Club

After long road back, midfielder Ben Zemanski happy to be able to step back on the field: "It was a great feeling"

Ben Zemanksi, Timbers vs. Caps, 2.24.16

BEAVERTON, Ore. – It's been an arduous 14-month journey back from injury for Ben Zemanski.


In the 23rd minute of a February 2015 preseason match against Vancouver Whitecaps FC, the Portland Timbers midfielder stretched out his right leg to try and win the ball off the foot of the Whitecaps' Pedro Morales.


It was a routine play, the kind of play that Zemanski had done hundreds if not thousands of times before in his soccer career. That time, though, something went wrong.


“I knew it immediately,” Zemanski recalls of that moment. “I knew it was a pain I hadn't felt before and I knew it was something bad in my knee. Sure enough, we got the scan and it was a [torn] ACL.”


The injury proved a massive blow to Zemanski, who had solidified his place in coach Caleb Porter's midfield rotation with exceptional central midfield play throughout the second half of the 2014 season. He had hoped to build off of those performances and enter the next stage of his career in 2015.


One week after the Vancouver game, Zemanski had a successful operation to repair the torn ligaments in his knee, but his 2015 season was over before it had even begun.


All of the hard work required to get him back on the field, Zemanski quickly would learn, was only just beginning.


Team athletic trainers Nik Wald and Nick Milonas sat down with Zemanski and mapped out a plan for his rehabilitation. It wasn't going to be easy, Zemanski knew, but he had always prided himself on his work ethic and focusing on the process kept up his spirits.


That entire rehabilitation process, Zemanski now readily admits, was one of the biggest challenges of his soccer career. Wald and Milonas constantly tested his limits, making him push far past the point of exhaustion and what he thought he was initially capable of.


“I think we all knew going in that whatever I was going to put in was what I was going to get out,” Zemanski says. “I knew that I needed to do everything that [Wald and Milonas] gave me and Milonas doesn't shy away from pushing you until you can't go anymore. It was great to have that guy.”


Through every stage of his recovery process, Zemanski could only focus on a single goal: get back on the field in time for the 2016 regular season.
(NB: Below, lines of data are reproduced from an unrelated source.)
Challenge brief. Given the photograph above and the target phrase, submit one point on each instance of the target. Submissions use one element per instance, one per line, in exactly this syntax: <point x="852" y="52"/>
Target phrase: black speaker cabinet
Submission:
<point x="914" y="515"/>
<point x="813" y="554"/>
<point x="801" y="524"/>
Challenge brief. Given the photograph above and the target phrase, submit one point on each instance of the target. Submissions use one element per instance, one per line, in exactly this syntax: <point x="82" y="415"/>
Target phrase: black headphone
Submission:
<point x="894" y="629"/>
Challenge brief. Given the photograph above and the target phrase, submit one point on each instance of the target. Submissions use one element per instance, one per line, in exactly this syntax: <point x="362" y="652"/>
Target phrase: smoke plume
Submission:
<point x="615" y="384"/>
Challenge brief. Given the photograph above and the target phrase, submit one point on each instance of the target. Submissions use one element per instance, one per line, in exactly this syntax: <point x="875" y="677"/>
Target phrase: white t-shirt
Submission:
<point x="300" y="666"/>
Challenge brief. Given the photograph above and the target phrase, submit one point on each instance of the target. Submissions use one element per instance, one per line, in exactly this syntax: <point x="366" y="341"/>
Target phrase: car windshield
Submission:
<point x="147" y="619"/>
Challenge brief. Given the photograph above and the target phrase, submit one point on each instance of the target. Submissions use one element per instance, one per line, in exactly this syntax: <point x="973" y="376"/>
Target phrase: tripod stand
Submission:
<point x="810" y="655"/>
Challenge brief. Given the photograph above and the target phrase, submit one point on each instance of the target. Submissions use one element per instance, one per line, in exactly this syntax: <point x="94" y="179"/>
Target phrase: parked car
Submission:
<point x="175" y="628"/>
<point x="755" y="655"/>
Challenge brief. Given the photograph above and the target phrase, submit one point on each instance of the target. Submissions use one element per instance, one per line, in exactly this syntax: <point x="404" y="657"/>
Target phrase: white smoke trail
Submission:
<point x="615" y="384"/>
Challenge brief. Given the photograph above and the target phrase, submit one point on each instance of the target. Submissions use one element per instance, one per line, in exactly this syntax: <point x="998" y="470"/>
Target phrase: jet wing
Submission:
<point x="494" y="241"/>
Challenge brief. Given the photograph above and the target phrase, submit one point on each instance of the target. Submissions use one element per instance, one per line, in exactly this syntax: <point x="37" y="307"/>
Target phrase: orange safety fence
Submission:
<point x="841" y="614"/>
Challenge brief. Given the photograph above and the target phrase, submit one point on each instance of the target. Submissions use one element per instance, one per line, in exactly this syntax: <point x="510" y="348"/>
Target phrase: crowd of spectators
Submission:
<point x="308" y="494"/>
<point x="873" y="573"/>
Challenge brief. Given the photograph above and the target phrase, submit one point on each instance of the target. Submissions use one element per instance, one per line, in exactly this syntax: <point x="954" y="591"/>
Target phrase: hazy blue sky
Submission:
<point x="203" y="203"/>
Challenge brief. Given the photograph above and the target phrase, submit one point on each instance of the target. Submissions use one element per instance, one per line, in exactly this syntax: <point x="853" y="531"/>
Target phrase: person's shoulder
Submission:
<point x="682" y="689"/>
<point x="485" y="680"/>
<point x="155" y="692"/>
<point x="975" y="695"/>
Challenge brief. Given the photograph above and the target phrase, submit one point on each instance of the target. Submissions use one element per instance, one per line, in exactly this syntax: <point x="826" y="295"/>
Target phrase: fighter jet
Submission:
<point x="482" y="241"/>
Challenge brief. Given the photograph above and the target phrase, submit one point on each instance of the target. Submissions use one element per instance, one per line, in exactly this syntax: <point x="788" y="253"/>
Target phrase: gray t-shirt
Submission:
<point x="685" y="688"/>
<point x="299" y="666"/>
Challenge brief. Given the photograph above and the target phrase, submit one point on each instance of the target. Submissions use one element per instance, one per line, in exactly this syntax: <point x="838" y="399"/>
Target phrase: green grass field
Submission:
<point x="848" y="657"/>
“To feel myself getting fitter and stronger and feeling that work pay off, I think it was huge,” he says.


Leading up to his 2016 regular season return, Zemanski finally got back on the pitch during the Timbers' preseason tournaments in Tuscon and Portland. He felt sharp enough in those matches that by the first few weeks of the season, he felt ready to fight for a spot in the line-up. However, a slight abductor strain pushed Zemanski’s return slightly.
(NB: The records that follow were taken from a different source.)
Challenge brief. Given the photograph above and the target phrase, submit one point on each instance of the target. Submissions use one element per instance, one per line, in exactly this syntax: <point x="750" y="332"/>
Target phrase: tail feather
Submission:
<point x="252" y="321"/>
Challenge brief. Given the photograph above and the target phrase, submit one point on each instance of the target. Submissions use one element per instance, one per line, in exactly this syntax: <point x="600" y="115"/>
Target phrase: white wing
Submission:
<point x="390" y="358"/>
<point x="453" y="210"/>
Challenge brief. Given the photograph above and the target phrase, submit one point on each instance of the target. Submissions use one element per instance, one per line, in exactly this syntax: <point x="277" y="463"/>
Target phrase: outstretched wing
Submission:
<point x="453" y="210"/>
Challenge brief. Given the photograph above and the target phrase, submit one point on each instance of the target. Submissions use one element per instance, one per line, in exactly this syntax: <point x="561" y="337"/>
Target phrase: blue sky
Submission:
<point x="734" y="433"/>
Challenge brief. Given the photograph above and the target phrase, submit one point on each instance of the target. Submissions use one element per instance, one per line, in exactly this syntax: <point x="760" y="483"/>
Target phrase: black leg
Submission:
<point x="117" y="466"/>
Finally, on May 1, nearly 15 months after his initial ACL injury, Zemanki walked up to the touchline to replace forward Darren Mattocks in the 55th minute of the team's 2-1 victory over Toronto FC. It marked his first appearance for the team since the final game of the 2014 season.


“It was a big sigh of relief,” he says. “It was a long time coming – after the preseason games, [I was] hesitant maybe [about] finally being back on the field...But I was through that and I was feeling good. To finally step back on to the field in a regular season game – it was a great feeling.


“More importantly,” the midfielder adds, “it was great to get the three points in that game.”